When you compare it with previous Arkham titles, it immediately feels like a downgrade. Though I understand that the city is in ruins and humans have turned, having side stories, be it rescuing that 1% population of civilians while working with Lois Lane would’ve worked wonders.

An example of a typical mission in Suicide Squad Kill the Justice League

Instead, what we get is the same side quest of taking out installations over and over again. Riddler quests return, where you try to solve environmental riddles. They are a nice change of pace when the story starts to feel tiresome. But once that runs out, you are stuck in the same mission loop, so you can get some materials to upgrade your arsenal.

You also have the support team side-quest missions that improve their services to you. But again, they have no variety whatsoever. It’s saddening to think that such a great environment and overall premise were wasted on such a dull gameplay loop. The endgame content also doesn’t help with the problems.

The problem here is that Suicide Squad: Kill the Justice League follows the template of a typical live-service game while costing a fortune. However, it does not try to reinvent the live-service formula at all. It does the same old things we’ve seen in similar titles, and after a while, you have nothing to enjoy.

Graphics and Performance

Now, we tested the game on our usual gaming setup used for most of our reviews, and here are the specifications of our gaming rig:

Test Setup: CPU: AMD Ryzen 5600
RAM: 8×2 DDR4 RAM @ 3600Mhz
SSD: WD SN570 500GB
Monitor: 1080p

For starters, let’s focus on the visuals of the game. This game arguably has one of the best character models I have seen in any recent video game. The last time I saw such impressive character models with a range of facial expressions was in Hideo Kojima’s Death Stranding (just can’t wait for Death Stranding 2). As such, everyone looks perfect, be it the Justice League, the Squad, or support cast.

Even Metropolis has that bright, upbeat European suburban feel to it. It is similar in scale to that of Gotham in Batman: Arkham Knight but somehow denser. So, here begins our woes with the game’s performance.

We tested the game in two different areas of the map. One that has enough housing but is emptier. The other is at a denser location. At the emptier location, we were easily hitting 75 FPS. When we moved to the denser area, the game consistently hovered between 56 to 70 frames.

During my playthrough, the game had around 28% CPU utilization and over 75% GPU utilization at all times.
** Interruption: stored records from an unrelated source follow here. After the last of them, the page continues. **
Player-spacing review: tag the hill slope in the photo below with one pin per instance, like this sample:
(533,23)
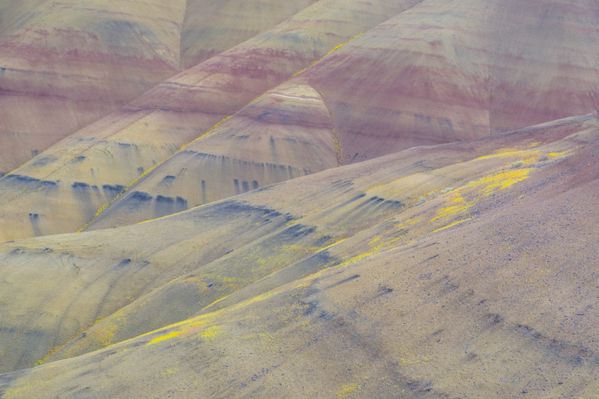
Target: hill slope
(266,275)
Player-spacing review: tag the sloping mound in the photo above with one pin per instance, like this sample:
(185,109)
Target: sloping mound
(365,280)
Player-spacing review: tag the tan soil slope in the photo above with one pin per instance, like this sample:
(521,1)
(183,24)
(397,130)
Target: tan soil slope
(74,181)
(64,64)
(438,72)
(448,271)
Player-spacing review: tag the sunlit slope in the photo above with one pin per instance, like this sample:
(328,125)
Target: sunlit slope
(15,14)
(450,70)
(62,296)
(68,63)
(74,61)
(212,26)
(73,182)
(437,72)
(285,134)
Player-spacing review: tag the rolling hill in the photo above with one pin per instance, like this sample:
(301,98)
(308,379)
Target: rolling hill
(311,198)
The number barely moved even when we used DLSS or DLAA. You will need a good GPU and CPU combo to run this game at consistent frame rates.

Suicide Squad: Kill the Justice – Should You Buy It?
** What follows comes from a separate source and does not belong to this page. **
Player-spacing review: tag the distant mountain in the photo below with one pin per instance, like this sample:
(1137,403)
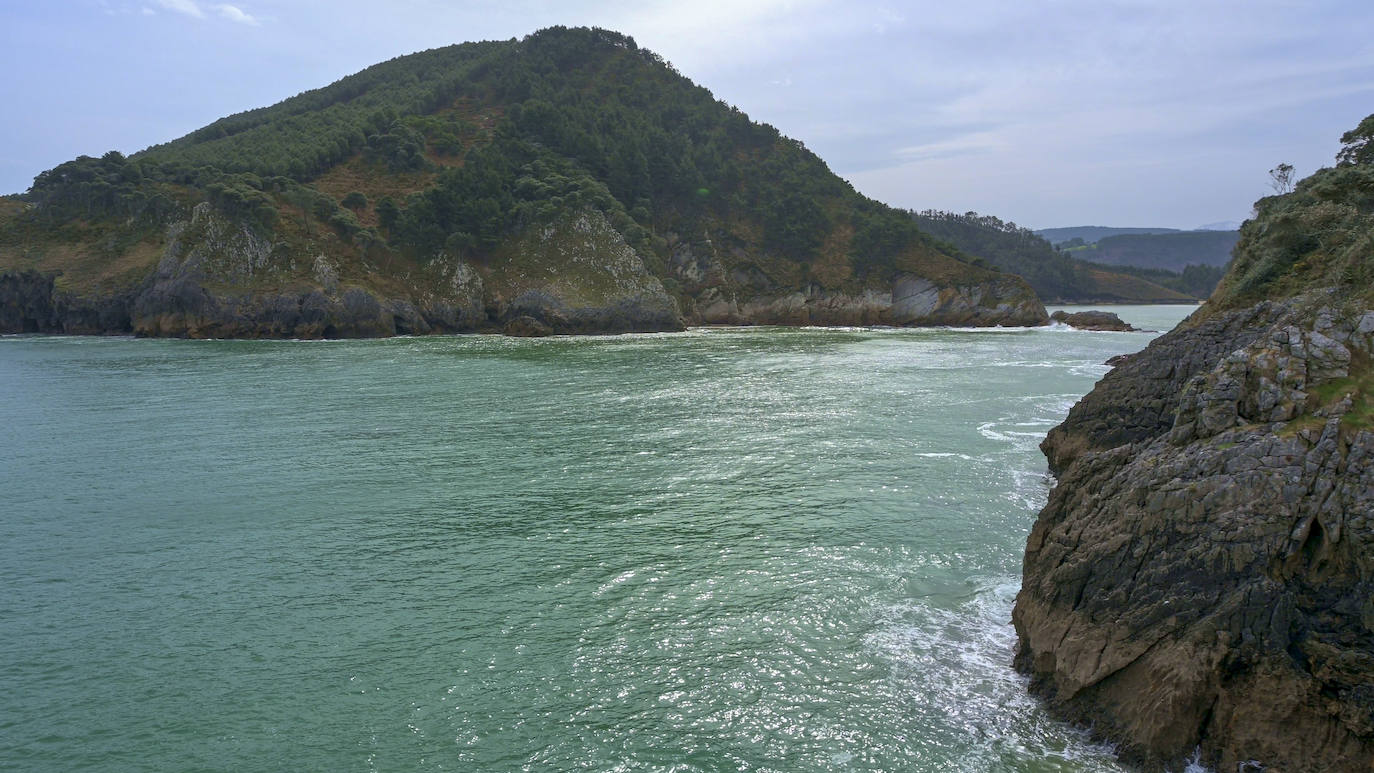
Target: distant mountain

I find myself in a weird situation with Suicide Squad: Kill the Justice League. The game has a good story, fun gunplay with traversal, and some decent skill-building. However, our efforts simply feel wasted when Metropolis lacks compelling activities, and the endgame feels repetitive as well as incomplete.

While I can still make my peace with killing Batman the way they did, there’s something about a mismatch of trying to make this game what it was supposed to be and what it is that gets me.

If Rocksteady Games focused on making this a single-player open-world action-adventure game, it could’ve been amazing. Unfortunately, the live service features and gameplay design are what stunt the game’s true potential. Ultimately, Kill the Justice League is a combination of two good features that don’t end up being great.

For now, we suggest picking Suicide Squad: Kill the Justice League during a sale. Or when the devs add some impressive content to the game. At its current price of $70, it’s a no-go from Beebom.

Pros and Cons
The Pros
Great cast of characters with a lot of soul
Character models look impressive
Gunplay and traversal are fun
The Cons
Moment-to-moment gameplay is stale
No compelling side missions
Endgame content is bland, leaving lot to be desired
Final Verdict
Suicide Squad: Kill the Justice League
Rocksteady's first game in over a decade is a serious case of trying to cash into the live-service phenomena, while barely scratching that surface or doing anything new with the genre. While Suicide Squad: Kill the Justice League does a great job with its story, cast of character, and traversal, everything falls apart when you realize how barebones everything else is in the game.